Haddock stack up on the mud as new-moon springs tighten the current on Jeffrey's Ledge
Cod are scattered on the gravel, pollock are steady over structure, and the first real giant bluefin showings have boats working the ledge edge at first light.
Last week gave us a stretch of workable weather — light southwest in the mornings, building to a chop by afternoon most days, nothing that kept the fleet tied up. Water on the ledge has been doing what it usually does this time of year: layering. Warm skin on top, a hard break somewhere between 60 and 90 feet, cold and stable underneath where the haddock live. That thermocline has been getting more defined day over day, and a northeast wind component mid-week helped sharpen it further — upwelling along the steeper drop-offs on the east side of Jeffrey's and down around Platts Bank pulls cooler water up the slope and tightens the temperature break right where the bottom current lanes run. That's exactly the kind of structure that concentrates bait and holds fish tight to specific contour lines instead of spreading them across the whole bank.

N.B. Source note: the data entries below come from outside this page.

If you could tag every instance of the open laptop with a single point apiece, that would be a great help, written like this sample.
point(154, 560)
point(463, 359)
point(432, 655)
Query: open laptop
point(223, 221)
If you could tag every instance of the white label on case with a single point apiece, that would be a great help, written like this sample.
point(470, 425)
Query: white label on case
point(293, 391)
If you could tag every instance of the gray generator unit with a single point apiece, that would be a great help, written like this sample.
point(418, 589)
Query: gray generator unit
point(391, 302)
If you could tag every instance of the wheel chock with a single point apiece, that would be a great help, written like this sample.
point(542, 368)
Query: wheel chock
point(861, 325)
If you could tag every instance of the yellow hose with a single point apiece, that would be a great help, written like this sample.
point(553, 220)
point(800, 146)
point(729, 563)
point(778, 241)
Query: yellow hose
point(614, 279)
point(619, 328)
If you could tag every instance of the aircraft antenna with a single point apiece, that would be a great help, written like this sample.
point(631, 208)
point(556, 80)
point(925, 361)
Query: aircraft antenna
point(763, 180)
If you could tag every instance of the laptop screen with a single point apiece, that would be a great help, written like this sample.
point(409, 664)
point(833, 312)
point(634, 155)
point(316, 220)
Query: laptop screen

We're heading into new moon this weekend, and that means spring tides building through Friday into Monday — bigger swings, stronger current at the ledge, shorter slack windows. For bottom fishing that's a mixed bag. Stronger current makes the drift move fast over the mud, which is fine for haddock because they'll still come up and eat a jig or a clam bait moving through the strike zone, but it makes it harder to hold bottom on the gravel patches where the cod like a slower presentation. My plan this weekend is to fish the early stages of the tide change and let the last hour before slack do the work — that's when the current eases just enough to control your drift without losing bottom contact.
Haddock have been the most reliable fish on the ledge the last ten days. We're finding them on the mud bottom in 180 to 220 feet between the north end of Jeffrey's and the western edge of Platts Bank, mixed schools but plenty of keepers in the 3 to 6 pound range, a few pushing 8. Standard high-low rigs with clam bait or squid strips are doing the job, but the jig bite has been better on calmer mornings — 8 to 12 ounce diamond jigs tipped with a strip of squid, worked with a short hop off bottom. When the current is running hard on these spring tides, go heavier and slow your retrieve down; the fish are still there, they're just not chasing far off the bottom.
Cod have been spottier, which is normal for mid-July — the bigger fish have mostly pushed off the shallower gravel onto deeper structure, and we're picking them up on the eastern gravel patches of Jeffrey's in the 130 to 160 foot range, along with a few marked on the sonar working the rockier stretches toward Tillies Bank. Nothing like the fall run, but a mixed bag of cod in the 8 to 15 pound class has been coming over the rail on clam bait fished tight to bottom, and jigging has produced a few better fish for guys willing to work the structure methodically instead of drifting through it once and moving on. Pollock have actually been the more consistent bite over structure — schools stacked up off bottom on the drop-offs, and diamond jigs or Kastmasters worked at mid-depth have been steady producers, good fun on lighter tackle and a nice change of pace between haddock drifts.
Mackerel showed up strong on the ledge this week, which matters for two reasons — they're a blast on light spinning gear with small jigs or Sabiki rigs, and they're the bait that's going to matter most for the bluefin game. We've had our first real giant bluefin sightings working bait on the surface up on the ledge edge, mostly in the early morning hours before the wind fills in. Nothing consistent yet — a few boats connected on live mackerel drifted behind the boat, a couple more marked fish on the meter and never got a bite. It's the classic early-season bluefin pattern: the fish are here, the bait is here, but the window each day is short and you need to be in position before first light with mackerel already in the tank. I wouldn't call it dialed in yet, but the ingredients are lining up — cooling upwelled water along the steep breaks, dense mackerel schools, and giants starting to show. That's usually the setup that turns into a real bite within a couple weeks once the thermal structure stabilizes.
Looking ahead, the new moon spring tides through the weekend mean stronger current everywhere on the ledge complex, so I'd target the transition periods around the tide change rather than fighting max current in the middle of it. Haddock on the mud should stay the most dependable target through the week — that's where I'd send a boat that wants fish in the box. For cod, work the gravel methodically and don't expect a fast bite; it's a numbers game right now, not a blitz. And if you're chasing bluefin, get out early, have live mackerel ready, and treat every trip as scouting — the pattern's building, but it's not consistent enough yet to promise a hookup. That should change as we move deeper into July if this thermal structure holds.